This document is relevant for: Inf1, Inf2, Trn1, Trn2, Trn3

Component Release Notes for NxD Inference#

Latest version (in 2.31.0): 0.10.18398

The release notes for the NxD Inference Neuron component. Read them for the details about the changes, improvements, and bug fixes for all release versions of the AWS Neuron SDK.

NxD Inference [0.10.18398] (Neuron 2.31.0 Release)#

neuronx_distributed_inference package updated to 0.10.18399.

NxD Inference [0.10.17970] (Neuron 2.30.0 Release)#

neuronx_distributed_inference package updated to 0.10.17970.

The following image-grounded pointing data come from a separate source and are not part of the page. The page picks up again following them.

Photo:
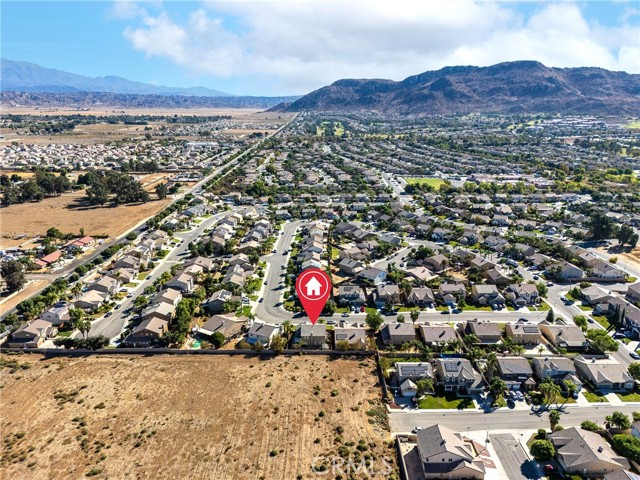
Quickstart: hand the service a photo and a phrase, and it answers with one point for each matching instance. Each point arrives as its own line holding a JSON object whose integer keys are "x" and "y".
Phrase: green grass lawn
{"x": 434, "y": 182}
{"x": 629, "y": 397}
{"x": 449, "y": 400}
{"x": 602, "y": 320}
{"x": 593, "y": 397}
{"x": 560, "y": 399}
{"x": 485, "y": 308}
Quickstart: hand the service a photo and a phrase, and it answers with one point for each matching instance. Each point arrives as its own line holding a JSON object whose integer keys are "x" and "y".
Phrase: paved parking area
{"x": 513, "y": 457}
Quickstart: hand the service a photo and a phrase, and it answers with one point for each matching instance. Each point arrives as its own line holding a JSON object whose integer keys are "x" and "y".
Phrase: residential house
{"x": 228, "y": 326}
{"x": 564, "y": 335}
{"x": 458, "y": 375}
{"x": 447, "y": 454}
{"x": 523, "y": 294}
{"x": 216, "y": 301}
{"x": 350, "y": 266}
{"x": 91, "y": 300}
{"x": 356, "y": 337}
{"x": 437, "y": 334}
{"x": 57, "y": 314}
{"x": 604, "y": 374}
{"x": 162, "y": 310}
{"x": 170, "y": 296}
{"x": 485, "y": 331}
{"x": 558, "y": 369}
{"x": 585, "y": 453}
{"x": 413, "y": 371}
{"x": 351, "y": 295}
{"x": 262, "y": 332}
{"x": 107, "y": 285}
{"x": 421, "y": 297}
{"x": 182, "y": 282}
{"x": 374, "y": 275}
{"x": 608, "y": 271}
{"x": 523, "y": 332}
{"x": 385, "y": 294}
{"x": 516, "y": 372}
{"x": 147, "y": 333}
{"x": 311, "y": 336}
{"x": 32, "y": 334}
{"x": 398, "y": 333}
{"x": 487, "y": 295}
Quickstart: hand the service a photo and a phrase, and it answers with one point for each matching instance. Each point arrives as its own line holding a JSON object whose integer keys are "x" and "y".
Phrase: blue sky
{"x": 287, "y": 47}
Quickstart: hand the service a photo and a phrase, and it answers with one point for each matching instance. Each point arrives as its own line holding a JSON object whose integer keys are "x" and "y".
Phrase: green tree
{"x": 619, "y": 420}
{"x": 601, "y": 226}
{"x": 162, "y": 191}
{"x": 13, "y": 274}
{"x": 634, "y": 370}
{"x": 217, "y": 339}
{"x": 590, "y": 425}
{"x": 554, "y": 419}
{"x": 424, "y": 385}
{"x": 374, "y": 321}
{"x": 601, "y": 341}
{"x": 550, "y": 317}
{"x": 542, "y": 450}
{"x": 582, "y": 322}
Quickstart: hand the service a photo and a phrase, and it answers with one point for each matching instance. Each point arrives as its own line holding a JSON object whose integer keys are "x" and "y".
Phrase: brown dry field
{"x": 36, "y": 218}
{"x": 235, "y": 112}
{"x": 167, "y": 417}
{"x": 8, "y": 303}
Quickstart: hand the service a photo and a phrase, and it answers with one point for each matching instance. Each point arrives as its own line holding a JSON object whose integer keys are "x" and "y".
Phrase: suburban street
{"x": 513, "y": 457}
{"x": 113, "y": 325}
{"x": 573, "y": 415}
{"x": 270, "y": 309}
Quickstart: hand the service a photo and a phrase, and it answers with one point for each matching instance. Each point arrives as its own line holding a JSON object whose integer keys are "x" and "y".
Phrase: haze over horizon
{"x": 292, "y": 48}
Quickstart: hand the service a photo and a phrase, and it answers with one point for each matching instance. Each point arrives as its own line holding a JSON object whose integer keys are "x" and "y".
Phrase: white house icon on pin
{"x": 313, "y": 287}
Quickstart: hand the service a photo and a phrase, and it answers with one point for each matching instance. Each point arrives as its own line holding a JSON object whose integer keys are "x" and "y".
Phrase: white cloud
{"x": 306, "y": 44}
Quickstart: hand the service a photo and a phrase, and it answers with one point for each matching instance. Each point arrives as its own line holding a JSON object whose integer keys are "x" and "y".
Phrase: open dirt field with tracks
{"x": 64, "y": 213}
{"x": 217, "y": 417}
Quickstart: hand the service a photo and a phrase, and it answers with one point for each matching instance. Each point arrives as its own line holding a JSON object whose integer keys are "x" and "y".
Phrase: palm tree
{"x": 405, "y": 290}
{"x": 84, "y": 325}
{"x": 287, "y": 329}
{"x": 76, "y": 290}
{"x": 554, "y": 419}
{"x": 492, "y": 361}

NxD Inference [0.9.17334] + vLLM Neuron Plugin [0.5.0] (Neuron 2.29.0 Release)#

Date of Release: 04/09/2026

NxD Inference#

Neuron SDK 2.29.0 includes the following updates for NxD Inference library 0.9.17334:

Improvements#

Qwen2 VL Model support improvements (Beta) - Implements vision data parallelism support and improves QPS throughput by 7% for image-heavy workloads. See Tutorial: Qwen2 VL Inference.
Qwen3 VL Model support improvements (Beta) - Implements text-model sequence parallelism and on-device vision patch embedding, parallel merger, and padding/slicing, achieving 2.2x QPS throughput for image-heavy workloads. See Tutorial: Qwen3 VL Inference.
Flux.1 Model support improvements (Beta) - Implements CFG parallelism for text-to-image use case, improving E2E latency by 19% and instance throughput by 23%. See Tutorial: Flux.1 Inference Tutorial.

Breaking Changes#

NxD Inference no longer supports NKI kernels on Trn1/Inf2 hardware, as NKI 0.3.0 kernels are not supported on Trn1/Inf2. NxD Inference models are now only supported on Trn2 and newer hardware. Customers who require NxD Inference kernel support on Trn1 or Inf2 instances should pin to release 2.28.
The BWMM shard-on-hidden kernel previously used during prefill in Mixture-of-Experts models has been removed. Models that depend on this kernel (including Llama 4, Mixtral, and DBRX configurations) should be pinned to release 2.28 for optimal performance.

Bug Fixes#

Fixed the issue on Qwen2-VL where the default_image_width and default_image_height values are overwritten during model loading process.

Known Issues#

The Top-K NKI kernel is enabled by default in this release. Release 2.29 has a known accuracy issue at smaller batch sizes (up to 4) when this kernel is disabled.

Note

Qwen3-MoE 235B may observe degraded decode throughput compared to previous releases. Our team is actively investigating the root cause. In the meantime, we recommend customers use release 2.28 for workloads where Qwen3-MoE 235B decode performance is critical.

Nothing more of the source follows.